Tuesday, August 16, 2011

‘Crossing Salween’ to be shown in Los Angeles

Chiang Mai (Mizzima) - Getting the subject of Burma onto the Hollywood movie circuit is tough but the makers of “Crossing Salween” hope their video will encourage investors to fund a full movie version.


“Crossing Salween,” a 20-minute video short, will be shown at Laemmle Theatre in Los Angeles this coming Friday, Saturday and Sunday.

Irish film producer Gary Moore said the film, based on a Karen girl who flees the fighting in Burma, is a story that also throws light on the reality of Karen life and the lives of Burmese in general.

“We hope it raises awareness of the situation there in the wider world,” Moore told Mizzima recently.

The film stars 11-year-old Karen refugee Ronnachai Mai Whittio, or Mai for short, who Moore found through “street casting”––searching for talent among non-professionals to play the lead role, as happened with the casting of slum children in the 2008 Hollywood hit,“Slumdog Millionaire.”

Moore said the young girl was “a natural” for the part.
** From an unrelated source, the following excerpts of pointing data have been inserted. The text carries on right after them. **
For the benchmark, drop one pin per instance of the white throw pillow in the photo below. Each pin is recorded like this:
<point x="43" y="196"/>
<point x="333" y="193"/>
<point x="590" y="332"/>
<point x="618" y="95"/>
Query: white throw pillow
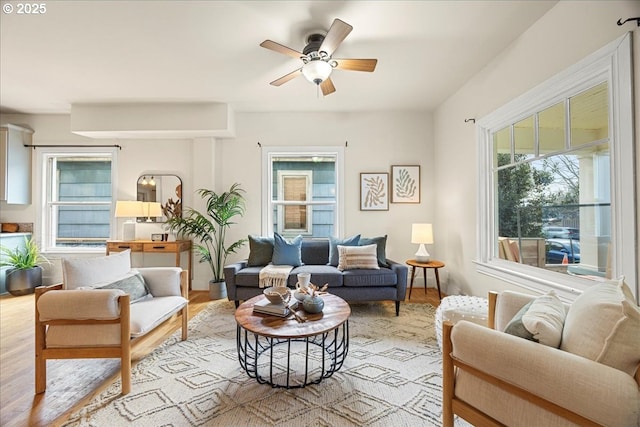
<point x="353" y="257"/>
<point x="541" y="320"/>
<point x="603" y="324"/>
<point x="92" y="271"/>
The filmmaker said he became concerned about the plight of Karen villagers, caught up since 1949 in the world’s longest civil war, when he was asked to mount a photographic exhibition on Burmese refugees. He visited the Thai-Burmese border region, and on his return to Ireland wrote a short story, titled “Ko Reh,” the name of its central character, a 9-year-old Karen girl who flees into the jungle when the Burmese army burns down her village and slaughters the inhabitants. With the aid of a mysterious hunter, she sets out on an arduous trek to safety over the border in Thailand.



Los Angeles is just the latest venue for a showing of “Crossing Salween.” The film, that has the backing of the Irish Film Board, has been shown in Fort Wayne, in the US, and at festivals in Berlin, Dublin, Cork and Sydney, winning accolades at each screening. Further screenings are planned at other film festivals, while Moore and his team look for the US$ 2.1 million to fund a full-length feature.

Humanity, not politics, is the main thrust of both the pilot and planned full-length feature film that Moore’s Dublin-based film company, Red Rage, hopes to make.